Unit tests for ori_adapter.py (regex scanner, JSONL output, error handling) — 22/22 pass in test_ori_adapter.py
Integration tests for sync_ori_graph.py (end-to-end sync with test Neo4j instance) — verified manually against live Neo4j (all 10 items [x])
Lefthook hook contract tests (shell-level) — verified manually (all 3 items [x])

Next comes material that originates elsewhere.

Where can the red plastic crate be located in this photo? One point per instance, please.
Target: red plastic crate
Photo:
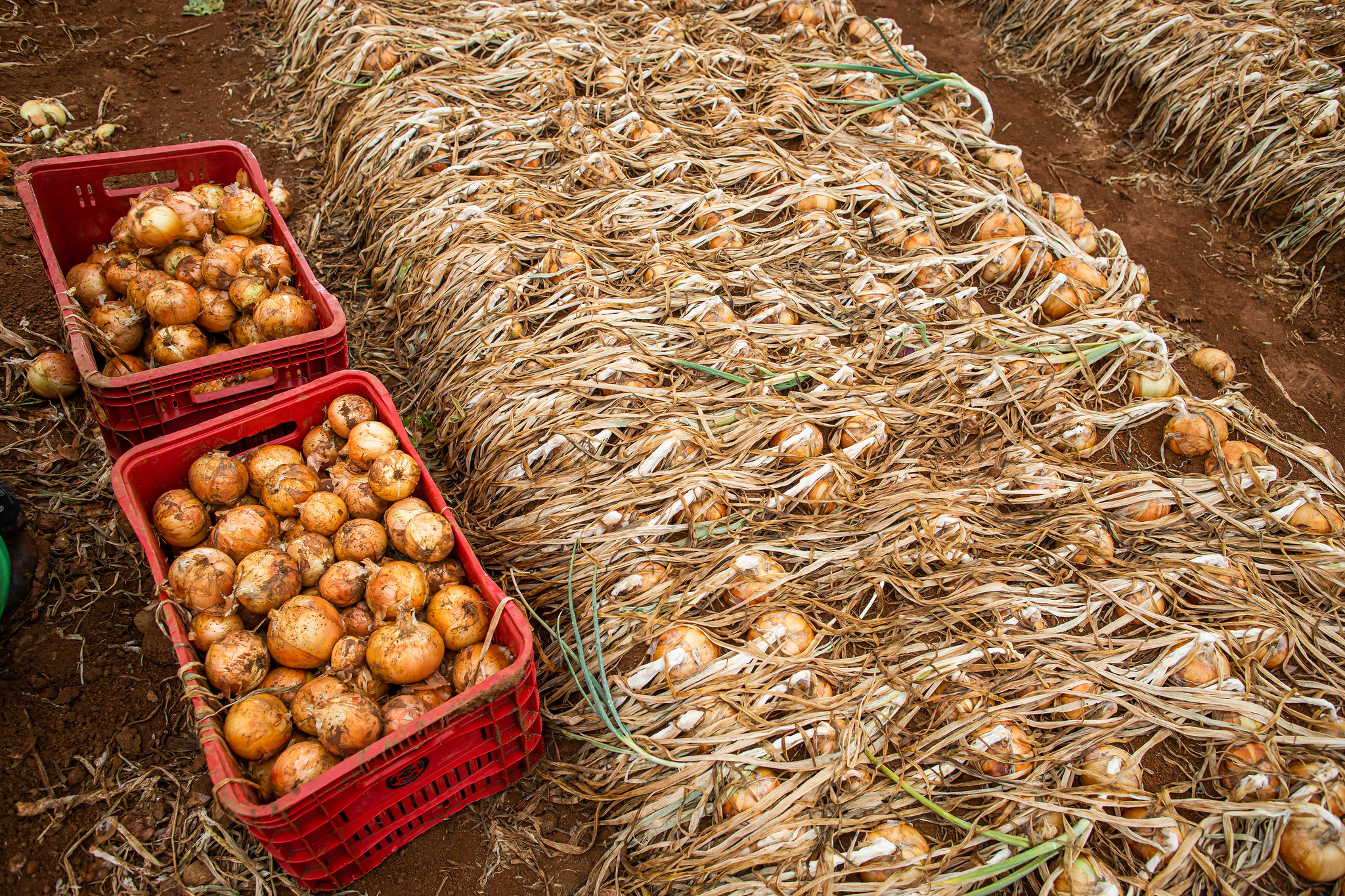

Unit tests (~/projects/lang_intelligence/tests/test_ori_adapter.py):

test_extract_function_declaration — 5 tests: simple, pub, private, generic, multiline
test_extract_type_declaration — 3 tests: struct, sum, pub
test_extract_trait_declaration — 2 tests: simple, with supertrait
test_extract_impl_block — 2 tests: trait impl (with IMPLEMENTS rel), inherent impl
test_extract_import — 2 tests: relative path, module path
test_qualified_name_derivation — 3 tests: library, nested, compiler paths
test_signature_hash_body_independent — 2 tests: body change preserves, signature change differs
test_malformed_file_extracts_partial — extracts valid declarations around invalid syntax
test_empty_file_produces_file_meta_only — 2 tests: empty file, comment-only file

Integration tests (~/projects/lang_intelligence/tests/test_sync_ori_graph.py):

Lefthook contract tests (shell):

test_hook_noop_without_lang_intelligence — verified: -x test fails silently, <2ms
test_hook_captures_changed_files — verified: git diff-tree with compiler/library pathspecs
test_hook_skips_non_ori_commits — verified: plan-only commit produces empty CHANGED var
Subsection close-out (09.5):
- All tasks above are [x] and the subsection’s behavior is verified — 22 unit tests pass, integration verified manually
- Update this subsection’s status in section frontmatter to complete
- Retrospective 09.5: Unit tests run in 0.02s — fast enough for CI. Integration tests require live Neo4j so they stay manual. Property-based tests for the regex scanner would be nice but not warranted for 7 declaration types with known syntax. No tooling gaps.
- Repo hygiene check — diagnostics/repo-hygiene.sh --check: clean

09.R Third Party Review Findings

None.

09.N Completion Checklist

Exit Criteria: All integration tests pass against a live Neo4j instance. A commit to ori_lang triggers background sync, and the changed symbols appear in Neo4j within 5s. A --full rebuild produces identical graph state to a fresh bulk import. Parse failures during development do not corrupt the graph. The --health check correctly reports stale state when sync has not run.